Uma equipa de investigadores espanhóis e israelitas desenvolveu um método de tratamento inovador para a leucemia.

Os autores conseguiram reverter células de leucemia altamente proliferativas para células normais inofensivas, alterando as modificações químicas de seus ARNs mensageiros.

A leucemia é um cancro que tem início nas células do sangue. Normalmente, as células crescem e dividem-se para formar novas células.

Quando as células envelhecem, morrem e novas células tomam o seu lugar. Por vezes, este processo corre mal. Formam-se novas células quando o organismo não precisa delas, e as células velhas não morrem, quando deviam.

Nas pessoas com leucemia, a medula óssea produz glóbulos brancos anómalos. No início, as células de leucemia funcionam quase normalmente.

Com o tempo, ultrapassam, em número, os glóbulos brancos, os glóbulos vermelhos e as plaquetas. Torna-se, assim, difícil o sangue conseguir realizar a sua função, explica a Liga Portuguesa Contra o Cancro.

Aquilo que causa exatamente a leucemia ainda não é totalmente compreendido pelos cientistas, e o seu tratamento também pode ser complicado.
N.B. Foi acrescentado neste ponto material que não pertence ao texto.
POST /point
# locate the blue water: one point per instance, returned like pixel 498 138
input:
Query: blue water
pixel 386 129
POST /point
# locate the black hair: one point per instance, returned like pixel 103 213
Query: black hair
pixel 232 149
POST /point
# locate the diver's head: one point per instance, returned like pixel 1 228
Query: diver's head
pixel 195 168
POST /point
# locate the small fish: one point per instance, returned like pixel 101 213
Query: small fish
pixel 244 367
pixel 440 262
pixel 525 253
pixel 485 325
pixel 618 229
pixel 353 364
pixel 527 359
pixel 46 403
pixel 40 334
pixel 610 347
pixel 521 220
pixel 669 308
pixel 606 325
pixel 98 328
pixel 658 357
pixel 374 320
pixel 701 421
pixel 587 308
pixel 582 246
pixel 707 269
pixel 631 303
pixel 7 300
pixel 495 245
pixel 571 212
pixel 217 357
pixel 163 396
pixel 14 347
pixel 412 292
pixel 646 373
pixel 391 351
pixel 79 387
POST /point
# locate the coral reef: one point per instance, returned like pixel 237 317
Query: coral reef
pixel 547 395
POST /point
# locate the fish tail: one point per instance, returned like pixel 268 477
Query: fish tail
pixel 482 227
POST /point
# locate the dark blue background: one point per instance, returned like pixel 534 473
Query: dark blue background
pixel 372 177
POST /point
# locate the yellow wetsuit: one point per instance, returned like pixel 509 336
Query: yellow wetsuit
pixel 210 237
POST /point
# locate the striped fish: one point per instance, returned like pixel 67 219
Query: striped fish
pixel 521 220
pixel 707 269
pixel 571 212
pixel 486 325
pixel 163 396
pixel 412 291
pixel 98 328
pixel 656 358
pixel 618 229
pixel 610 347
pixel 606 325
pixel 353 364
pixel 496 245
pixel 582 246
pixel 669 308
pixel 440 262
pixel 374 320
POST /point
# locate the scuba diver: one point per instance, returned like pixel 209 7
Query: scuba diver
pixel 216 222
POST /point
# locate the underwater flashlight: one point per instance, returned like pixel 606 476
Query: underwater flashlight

“Sabemos que uma estratégia que os tumores humanos têm para evitar a eficácia dos medicamentos é mudar a sua aparência, tornando-se outro cancro semelhante, mas insensível ao medicamento”, disseram os autores, citado pelo The Jerusalem Post.

“Por exemplo, as leucemias da linhagem linfática são mudadas para a estirpe mieloide para escapar ao tratamento”, acrescentaram.

Os cientistas conseguiram, num ambiente controlado, que células de leucemia fossem transformadas em células inofensivas chamadas macrófagos. De acordo com o Interesting Engineering, isto resultou numa revisão nas mudanças químicas que ocorrem no seu ARN mensageiro.

O ARN mensageiro é responsável pela transferência de informações do ADN até ao citoplasma. A sua função é orientar a síntese de proteínas, estruturas cujo papel central em todos os seres vivos é a manifestação das características hereditárias contidas no ADN.

Resultados promissores

“Os primeiros medicamentos pré-clínicos contra este alvo já foram desenvolvidos em modelos experimentais de doenças malignas do sangue, por isso fornecemos mais uma razão pela qual esses novos medicamentos podem ser úteis em terapias contra o cancro, principalmente no caso de leucemias e linfomas”, disse o Manel Esteller, autor correspondente do estudo.

Os resultados da investigação foram recentemente publicados na revista científica Leukemia.

Embora os resultados ainda não tenham sido testados num paciente, são bastante promissores para o tratamento da leucemia — e não só. O método de transformar células cancerígenas em células ‘saudáveis’ pode vir a ser a nova técnica da medicina para derrotar o cancro.

A investigação científica na área da oncologia tem registado avanços promissores nos últimos tempos. Na semana passada, um pequeno ensaio de medicamentos realizado nos EUA descobriu que todos os pacientes tratados na experiência tiveram o seu cancro retal em remissão com sucesso.

Além disso, investigadores da Universidade de Birmingham descobriram uma nova forma através da qual as células cancerígenas podem reparar danos no ADN.